E.g. Structural style half-adder description.
library ieee; use ieee.std_logic_1164.all; entity half_adder is -- Entity declaration for half adder port (a, b: in std_logic; sum, carry_out: out std_logic); end half_adder; architecture structure of half_adder is -- Architecture body for half adder component xor_gate -- xor component declaration port (i1, i2: in std_logic; o1: out std_logic); end component; component and_gate -- and component declaration port (i1, i2: in std_logic; o1: out std_logic); end component; begin u1: xor_gate port map (i1 => a, i2 => b, o1 => sum); u2: and_gate port map (i1 => a, i2 => b, o1 => carry_out); -- We can also use Positional Association -- => u1: xor_gate port map (a, b, sum); -- => u2: and_gate port map (a, b, carry_out); end structure;
- The half adder is described as an interconnection of an XOR gate design entity and an AND gate design entity.
- Design entity half_adder describes how the XOR gate and the AND gate are connected to implement a half adder. It is this top-level entity that has a structural style description.
- In VHDL, a component is actually a placeholder for a design entity. A structural design that uses components simply specifies the interconnection of the components.
- When components are used, each must be declared. A component declaration is similar to an entity declaration in that it provides a listing of the component’s name and its ports. Component declarations start with the keyword component.
- A port map tells how a design entity is connected in the enclosing architecture.
- In the statement part of the half-adder architecture are two component instantiation statements. Each one creates an instance (copy) of a design entity.

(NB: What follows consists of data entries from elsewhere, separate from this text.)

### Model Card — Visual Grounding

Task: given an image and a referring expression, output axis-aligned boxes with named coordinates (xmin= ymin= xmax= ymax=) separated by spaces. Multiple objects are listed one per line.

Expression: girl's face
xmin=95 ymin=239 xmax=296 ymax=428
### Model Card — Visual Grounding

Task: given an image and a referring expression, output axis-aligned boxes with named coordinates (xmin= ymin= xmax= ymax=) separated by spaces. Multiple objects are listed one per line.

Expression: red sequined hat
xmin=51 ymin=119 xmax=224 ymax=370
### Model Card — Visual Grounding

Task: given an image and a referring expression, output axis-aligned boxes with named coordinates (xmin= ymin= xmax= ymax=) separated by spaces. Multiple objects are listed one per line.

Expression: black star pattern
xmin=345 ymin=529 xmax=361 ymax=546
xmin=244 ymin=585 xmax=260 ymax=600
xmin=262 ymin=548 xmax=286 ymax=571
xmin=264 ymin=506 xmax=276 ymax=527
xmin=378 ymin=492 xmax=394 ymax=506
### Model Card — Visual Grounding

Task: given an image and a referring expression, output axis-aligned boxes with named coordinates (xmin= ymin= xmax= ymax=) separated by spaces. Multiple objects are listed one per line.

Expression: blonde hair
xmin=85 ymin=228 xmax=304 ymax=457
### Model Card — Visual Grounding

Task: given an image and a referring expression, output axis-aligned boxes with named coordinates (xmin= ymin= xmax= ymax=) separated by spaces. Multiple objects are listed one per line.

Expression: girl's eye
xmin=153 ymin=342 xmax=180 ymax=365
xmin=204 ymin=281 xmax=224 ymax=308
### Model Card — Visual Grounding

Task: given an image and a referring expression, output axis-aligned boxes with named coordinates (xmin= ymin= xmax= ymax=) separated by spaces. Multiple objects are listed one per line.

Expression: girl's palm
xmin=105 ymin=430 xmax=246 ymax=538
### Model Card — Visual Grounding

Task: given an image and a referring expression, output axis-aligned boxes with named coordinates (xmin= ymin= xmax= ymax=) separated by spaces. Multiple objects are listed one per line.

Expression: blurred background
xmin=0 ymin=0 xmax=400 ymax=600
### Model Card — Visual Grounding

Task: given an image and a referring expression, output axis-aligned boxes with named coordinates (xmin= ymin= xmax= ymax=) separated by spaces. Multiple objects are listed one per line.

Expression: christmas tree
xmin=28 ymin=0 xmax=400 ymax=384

Component instantiation statements require unique labels.
u1: xor_gate port map (a, b, sum); u2: and_gate port map (a, b, carry_out);
(4) RTL Design:
- A gate-level logic implementation is sometimes referred to as a register transfer level (RTL) implementation.
- This level describes the logic in terms of registers and the Boolean equations for the combinational logic between the registers.
- For a combinational system there are no registers and the RTL logic consists only of combinational logic.